Organisé en deux parties (« De la révolution d’Octobre à la Stalinisation » + « La poursuite de la révolution permanente après Staline, dans un siècle brouillé » et « Du grand débat cubain à un système autogestionnaire ») Catherine Samary* 1 n’élude aucune question difficile, reconnaît toutes les erreurs du socialisme soviétique et, surtout, elle met l’accent sur l’excommunication des communistes yougoslaves par Staline en 1948, ces « infâmes titistes » qui avaient osé introduire l’autogestion dans un système corseté par la planification de l’État bolchevik.
L’autogestion yougoslave revendiquée par la jeunesse serbe contre la « bourgeoisie rouge » de la bureaucratie stalinienne, est probablement l’événement prémonitoire de la faillite du communisme soviétique, la goutte de poison qui a fait vaciller puis basculer tout un monde communiste qui était pourtant conçu pour être celui de la justice sociale, de l’égalité et de la fraternité pacifique universelle.

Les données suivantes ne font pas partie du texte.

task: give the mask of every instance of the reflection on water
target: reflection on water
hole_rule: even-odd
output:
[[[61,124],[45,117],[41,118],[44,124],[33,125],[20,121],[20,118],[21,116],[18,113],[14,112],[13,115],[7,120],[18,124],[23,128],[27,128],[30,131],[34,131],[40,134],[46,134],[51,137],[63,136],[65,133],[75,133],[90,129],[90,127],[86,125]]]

Mais en dénonçant la trahison de Tito, Staline a trahi l’esprit de la Commune de Paris dont il se réclamait notamment en recevant au Kremlin, Adrien Lejeune, l’un des derniers Fédérés, un survivant de la barricade Ramponneau.
En effet, ce « petit livre rouge » vient remettre les pendules à l’heure car le communisme yougoslave ressemble beaucoup au socialisme libertaire des Communeux. Il fait donc référence à L’État et la Révolution d’Arthur Arnould plutôt qu’au livre de Lénine qui porte le même titre.
« Les 72 Immortelles » ou « la fraternité sans rivages », c’est à dire l’examen avec les bésicles de l’École des Annales, des 72 jours et des 72 nuits de la Commune de Paris, vont apporter au travail pertinent de Catherine Samary, le substrat historique qui en justifie le discours. Mais c’est le deuxième volume des » 72 Immortelles » intitulé « l’ébauche d’un ordre libertaire », qui en validera la prospective.
Ces ouvrages sont publiés par une maison d’édition indépendante et coopérative 2.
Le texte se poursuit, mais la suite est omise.